Thursday, November 4, 2010

Thanksgiving Time Again!

Wow! I think I first started this blog to keep up a gratitude journal. I have been reading a few blogs out there in cyber world, and it's amazing how people's experiences can touch your life! I have a full heart at the blessing My heavenly father has seen fit to bestow upon me! Sometimes we forget to look at our trials as blessings.
Last month brought a significant scare into my life. It was the first time in my life I thought one of my children was going to leave this world before me. For those of you into "numbers", it happened on 10/10/10. Exactly one year after his father had to go to the emergency room. He had a severe gran mal seizure, which caused him to turn grey and quit breathing. I had never experienced anything like this before. I was sure I was losing this beautiful spirit Heavenly Father had entrusted to me.
Without going into unnecessary detail, the month of October has been a very long stressful one for me as I have contemplated my responsibility to this child.
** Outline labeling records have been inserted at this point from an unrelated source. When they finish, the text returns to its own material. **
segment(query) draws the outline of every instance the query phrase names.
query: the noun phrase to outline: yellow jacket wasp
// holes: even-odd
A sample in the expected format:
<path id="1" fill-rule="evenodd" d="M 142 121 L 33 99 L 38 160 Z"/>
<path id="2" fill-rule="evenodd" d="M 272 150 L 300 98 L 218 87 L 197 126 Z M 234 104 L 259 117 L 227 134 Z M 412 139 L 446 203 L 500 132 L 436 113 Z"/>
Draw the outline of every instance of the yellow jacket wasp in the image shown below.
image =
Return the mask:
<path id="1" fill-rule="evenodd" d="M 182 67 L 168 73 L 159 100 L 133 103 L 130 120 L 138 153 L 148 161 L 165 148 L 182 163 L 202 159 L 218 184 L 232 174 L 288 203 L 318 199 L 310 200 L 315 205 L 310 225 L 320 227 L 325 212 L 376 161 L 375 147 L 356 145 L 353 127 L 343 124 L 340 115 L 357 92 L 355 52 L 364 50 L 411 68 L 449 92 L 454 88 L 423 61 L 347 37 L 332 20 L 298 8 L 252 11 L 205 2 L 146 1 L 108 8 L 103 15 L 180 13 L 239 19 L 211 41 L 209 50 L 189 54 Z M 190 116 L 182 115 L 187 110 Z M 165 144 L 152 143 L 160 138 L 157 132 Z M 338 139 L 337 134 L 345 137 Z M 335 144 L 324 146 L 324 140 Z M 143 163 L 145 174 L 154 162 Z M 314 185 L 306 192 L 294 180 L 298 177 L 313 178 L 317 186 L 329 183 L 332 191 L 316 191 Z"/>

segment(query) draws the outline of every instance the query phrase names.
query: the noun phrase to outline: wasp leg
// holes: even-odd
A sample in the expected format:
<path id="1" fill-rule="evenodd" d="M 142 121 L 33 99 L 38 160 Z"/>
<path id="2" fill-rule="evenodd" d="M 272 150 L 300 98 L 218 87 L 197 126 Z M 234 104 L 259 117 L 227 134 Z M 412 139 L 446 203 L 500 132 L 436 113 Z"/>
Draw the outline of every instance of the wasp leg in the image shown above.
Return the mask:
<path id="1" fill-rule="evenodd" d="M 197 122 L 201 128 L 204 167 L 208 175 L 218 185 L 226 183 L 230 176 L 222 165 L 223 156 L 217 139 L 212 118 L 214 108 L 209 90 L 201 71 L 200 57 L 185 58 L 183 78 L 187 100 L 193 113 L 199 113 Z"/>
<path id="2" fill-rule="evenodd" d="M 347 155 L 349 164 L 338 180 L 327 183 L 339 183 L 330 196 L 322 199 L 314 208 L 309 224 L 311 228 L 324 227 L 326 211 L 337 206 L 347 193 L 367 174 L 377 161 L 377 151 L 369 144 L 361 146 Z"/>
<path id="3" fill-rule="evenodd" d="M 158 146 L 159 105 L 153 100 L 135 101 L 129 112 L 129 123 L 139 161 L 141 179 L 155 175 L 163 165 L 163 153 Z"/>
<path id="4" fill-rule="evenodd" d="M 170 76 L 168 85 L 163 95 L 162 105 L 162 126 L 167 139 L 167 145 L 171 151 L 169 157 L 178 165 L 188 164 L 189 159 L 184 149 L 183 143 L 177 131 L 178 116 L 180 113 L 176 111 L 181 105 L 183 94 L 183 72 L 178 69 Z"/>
The doctor wanted to immediately put him on medication without any guarantee of it helping. As Randy and I thought about it we didn't have a good feeling. I actually felt quite sick as I looked at side effects and contemplated the road we should take. I prayed with a heavy heart that night. Many told me just listen to the Spirit, but I wasn't sure how to interpret what I was being told.
Interestingly enough, I had just finished reading the Book of Mormon. As I was thinking about how to make my scripture study take on more meaning in my life, I decided to look up subjects and find as many scriptures as I could related to the particular topic. I started with the Holy Ghost, gifts of the Spirit, the Spirit, etc.
The first scripture to play in my heart was 1st Nephi 10:17. To sum it up, it said to me if I diligently seek him - He will manifest himself unto me. First key - DILIGENT! Honestly, the first key really is to be believing - have faith! But I think Heavenly Father knew I knew that already and being diligent was the next thing I needed to work on.
As I mulled this over in my mind, not only did I study what Heavenly Father said about receiving the Spirit, but I studied a great deal about doctors, medications and the types of medical tests Jordan would be subjected to. In the meantime, I needed to be studying for my school. I went to bed with a brain on overload! When I woke up the next morning, I felt the Spirit whisper to me in a still small yet pierce to the bone voice that this child was Heavenly Father's before he was mine and He knew what he needed. I was to let it go for the time being and give the worry to Him.
It was amazing to me the calm I felt and the ability to let it go for the moment. Most likely we are not through with doctors and possibly not with the medicine route, but how thankful I am for the Spirit to rest upon my heart and give me the peace I need until we are able to work with the physicians and work through the affliction.
One thing I know - no one gets through this life without trials and affflictions. They make up who we are. It's how we deal with them that determines our character. It is my wish for this first Thanksgiving Post of 2010 to express my humble appreciation for the testimony I have of my Savior, and the gospel here on earth. Without this precious gift of the Holy Spirit, I feel I would be a failure!

1 comment:

Shae said...

thank you for sharing this experience that you had with Jordan. you are such an amazing woman and mother, and i'm glad that everything is okay.